Each year, over four Sundays, a group of children from underprivileged backgrounds take over NautaDutilh's Rotterdam office. Volunteers from NautaDutilh are on hand to teach the eager 10 to 14-year-olds about law. They are there as part of IMC Weekendschool, an initiative in which children spend their weekends learning about a range of topics including philosophy and medicine.
Mirjam von Meijenfeldt, an associate in NautaDutilh’s Administrative Law Department, is one of the associates who makes sure everything runs smoothly. "For me personally, it's very important to contribute to society. I learned about IMC Weekendschool through a colleague and realised it was the perfect project for me: it gives me the opportunity to share my area of expertise with children who otherwise might not have the chance."

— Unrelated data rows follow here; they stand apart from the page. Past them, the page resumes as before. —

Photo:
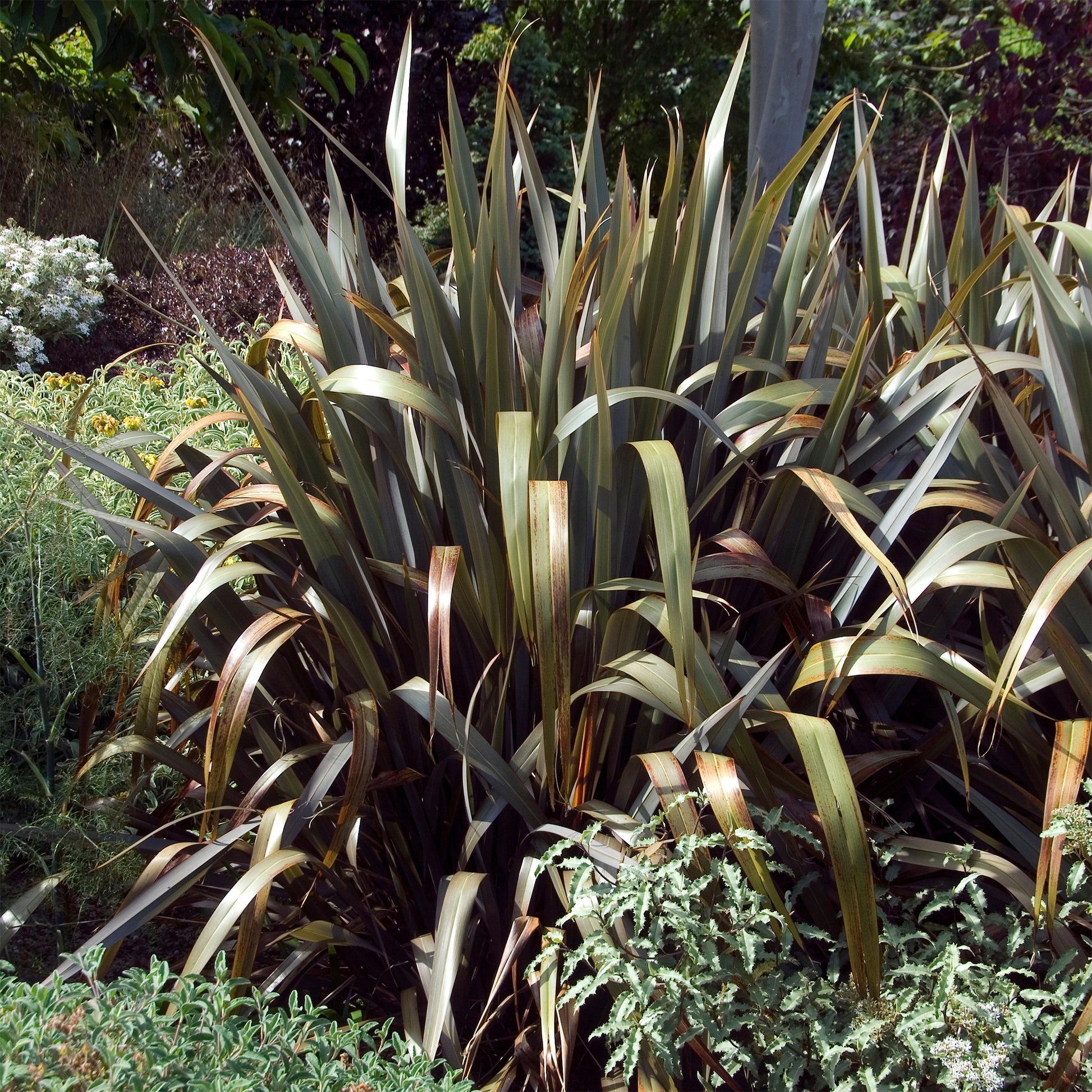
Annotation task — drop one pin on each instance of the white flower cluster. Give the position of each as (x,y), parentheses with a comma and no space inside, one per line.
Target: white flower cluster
(973,1070)
(49,288)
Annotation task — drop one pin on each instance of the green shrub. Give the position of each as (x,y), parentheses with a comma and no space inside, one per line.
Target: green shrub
(969,1001)
(138,1035)
(561,546)
(53,626)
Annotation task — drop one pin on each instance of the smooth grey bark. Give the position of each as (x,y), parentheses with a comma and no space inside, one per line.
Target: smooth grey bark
(786,38)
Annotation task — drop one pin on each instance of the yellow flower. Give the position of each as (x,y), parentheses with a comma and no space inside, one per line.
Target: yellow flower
(104,424)
(69,379)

On four Sundays each year, around 50 kids aged 10-14 from disadvantaged backgrounds take part in a crash course on law. They visit the university, a police station, our office and a courthouse where they even present legal arguments at a mock hearing.
"We show them that the law isn't black and white: sometimes it's a matter of discussion."
We begin the first week with a few workshops – led by lawyers, prosecutors and judges – on how the law works. We teach the children the basics by asking them questions. For example, we will describe a case and ask if this person should be punished. By doing so, we show them that the law isn't black and white: sometimes it's a matter of discussion. If a person commits a crime – but there are mitigating circumstances – he might not go to jail. The students come from backgrounds where the law and law enforcement aren't always viewed in a positive light, so we try to ensure they get a more nuanced view.
The second week, we visit a police station. We show them the cells, and they get to talk to police officers. This is one of the most exciting parts of the course for them.
"I love it when they get to call the ‘client’, who is played by one of us, to ask questions. They are always incredibly nervous."
The following Sunday, they visit our Rotterdam office and get to defend a client. We focus on a smaller criminal case, which is not what our firm typically does, but it's important that the case appeals to them. A burglary is obviously more fun than a cross-border merger. I love it when they get to call the ‘client’, who is played by one of us, to ask questions. They are always incredibly nervous.
It's very rewarding to see their curiosity. They ask a lot of questions, including funny ones such as whether it's legal to hit someone! Then they get to put on a robe and plead their case. It's hard for them as they’re often convinced that the client did it – but have to argue for their innocence. We purposely make the case ambiguous so they don't know whether the suspect is guilty or not. In doing so, we teach them that smoke doesn't automatically mean fire.
"On the final Sunday, we go to trial in a real courtroom. The kids get to play all the roles: lawyer, prosecutor, registrar, clerk…"
On the final Sunday, we go to trial in a real courtroom. The kids get to play all the roles: lawyer, prosecutor, registrar, clerk… This allows them to see how many different professions there are in the court system and to realise they don't necessarily have to go to university to have a career in the legal sector. That’s also why, when they visit our offices, we show them that our lawyers wouldn’t be able to do their work without the support of other professionals within the firm. We also have someone play the role of the accused. This is particularly exciting for them as they always think it's an actual suspect!
For me, the biggest surprise each year is to see how enthusiastic the children are. In fact, it’s almost impossible for them to contain their emotions. That’s a good thing, of course, but sometimes it can be quite hard to handle – and it keeps us busy. However, for me and my colleagues volunteering on Sundays, it’s an incredibly rewarding experience."